The abbreviation SF is often used to mean rentable square
feet when quoted by a broker or on a floor plan.
Usable Square Feet (USF): The space within your
suite that you have exclusive use of.
Rentable Square Feet (RSF): The space calculation
that you pay rent on. This is your usable square feet
multiplied times (1 + your add on factor percentage).
Example: 1,000 USF x (1+.15) = 1,150 RSF.
Add-on Factor / Load Factor: A percentage used
to estimate your portion of the common area outside your
suite. Typically between 10-18%.
Common Area: Building lobby, elevator shafts, hallways,
bathrooms, etc.
Finish Out, Tenant Improvements (TI): Improvements
made to the lease space to suit the tenant such as new
paint, carpet and walls.
Tenant Improvement TI Allowance, Finish Out Allowance:
The dollar amount, usually per square foot of Net Rentable
Area (NRA), paid by the landlord for the improvements
to the space.
Turn Key Finish Out: Refers to the landlord paying
100% of the finish out cost. All you have to do is turn
the key and move in.
Shell Space: Unfinished space without interior
partition walls, carpet, electrical, ceiling grid and
tile, electrical, or duct work. Shell space usually refers
to first generation space in new buildings where the finish
out will be the first for the space.
Request for Proposal (RFP): A one-page
document requesting a written lease proposal from the
landlord, which states the length of term and finish-out
desired by the tenant.
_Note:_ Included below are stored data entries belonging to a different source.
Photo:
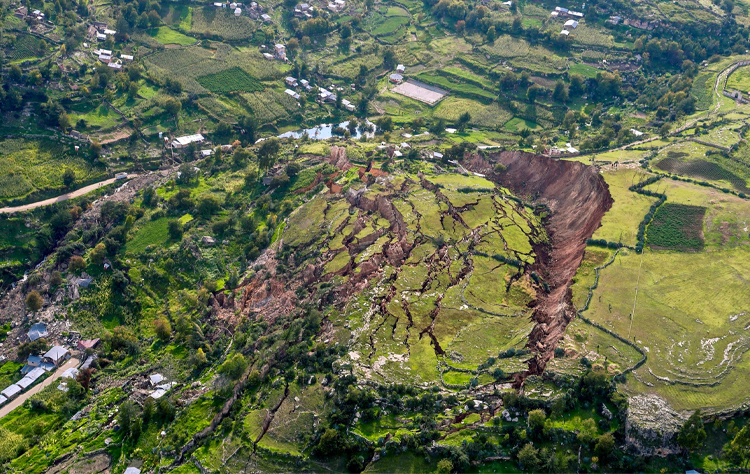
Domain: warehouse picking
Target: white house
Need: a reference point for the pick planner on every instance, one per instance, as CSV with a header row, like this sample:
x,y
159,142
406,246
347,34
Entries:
x,y
182,142
57,355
This helps the landlord tailor
the proposal to the tenants needs.
Lease Proposal: A non-binding written proposal
from the owners broker saying, "This is what owner will
accept." Included in the lease proposal are all of the
business terms of the proposed lease.
Letter of Intent (LOI): A non-binding document
from the tenant's broker that is used to negotiate the
terms of the lease saying, "This is what the tenant will
accept." Items outlined include: rental rate, move-in
date, tenant improvement allowance and lease term.
Class A: Typical class "A" buildings include amenities
such as covered parking, marble & brass finishes, workout
facilities, and onsite delis. Tenants often include law
firms, financial services and venture capitalists to whom
image is very important.
Class B: Typical class "B" buildings are the most
popular class of buildings. Class "B" buildings have standard
amenities and a quality finish. Image is professional
and priced to suit most office users.
Class C: Typical class "C" buildings are conservatively
built, older properties with few recent improvements.
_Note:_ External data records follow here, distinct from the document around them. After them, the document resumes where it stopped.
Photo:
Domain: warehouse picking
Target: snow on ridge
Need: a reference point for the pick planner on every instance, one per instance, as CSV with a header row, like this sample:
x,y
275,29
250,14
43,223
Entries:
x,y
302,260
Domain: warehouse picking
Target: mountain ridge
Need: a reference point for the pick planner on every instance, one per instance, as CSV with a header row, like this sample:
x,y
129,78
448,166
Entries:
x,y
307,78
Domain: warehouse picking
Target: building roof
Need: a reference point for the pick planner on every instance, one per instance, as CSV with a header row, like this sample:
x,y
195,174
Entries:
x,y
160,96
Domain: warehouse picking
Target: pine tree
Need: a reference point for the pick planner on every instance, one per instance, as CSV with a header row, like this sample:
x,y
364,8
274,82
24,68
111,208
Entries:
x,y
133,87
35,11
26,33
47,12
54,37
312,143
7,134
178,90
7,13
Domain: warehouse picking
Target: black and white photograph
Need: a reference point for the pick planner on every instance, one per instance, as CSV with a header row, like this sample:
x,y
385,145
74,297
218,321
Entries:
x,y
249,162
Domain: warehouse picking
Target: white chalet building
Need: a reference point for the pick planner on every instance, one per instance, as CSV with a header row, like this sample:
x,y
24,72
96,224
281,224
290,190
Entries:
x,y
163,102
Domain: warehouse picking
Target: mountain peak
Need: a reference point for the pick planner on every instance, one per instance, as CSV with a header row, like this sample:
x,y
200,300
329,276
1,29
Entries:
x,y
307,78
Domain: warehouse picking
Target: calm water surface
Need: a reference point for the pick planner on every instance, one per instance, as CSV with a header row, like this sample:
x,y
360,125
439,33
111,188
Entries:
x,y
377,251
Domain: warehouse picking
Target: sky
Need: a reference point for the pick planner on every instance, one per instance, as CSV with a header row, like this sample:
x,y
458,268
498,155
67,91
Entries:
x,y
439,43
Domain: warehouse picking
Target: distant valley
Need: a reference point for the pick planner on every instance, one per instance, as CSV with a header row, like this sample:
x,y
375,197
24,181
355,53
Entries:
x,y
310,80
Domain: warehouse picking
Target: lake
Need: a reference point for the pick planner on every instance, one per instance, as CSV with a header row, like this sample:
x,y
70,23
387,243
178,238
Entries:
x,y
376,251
Class "C" is ideal for non-profits and other budget-sensitive
tenants to which image is of lesser importance.
Traditional Office Space: Traditional multi-tenant
offices provide common area amenities to users, are multiple
story buildings and cater to standard office/administrative
uses.
Industrial: Industrial buildings are used for warehouse
and manufacturing space. Industrial buildings are usually
one-story, concrete buildings with overhead loading doors.
Flex: Flex space is moderately priced and provides
great value for office users. Flex space can be a mix
of office and industrial space. These buildings are often
one-story concrete buildings with windows on one or two
sides. Tenants often have a private exterior entrance
with front door parking and separate restroom facilities
in their space.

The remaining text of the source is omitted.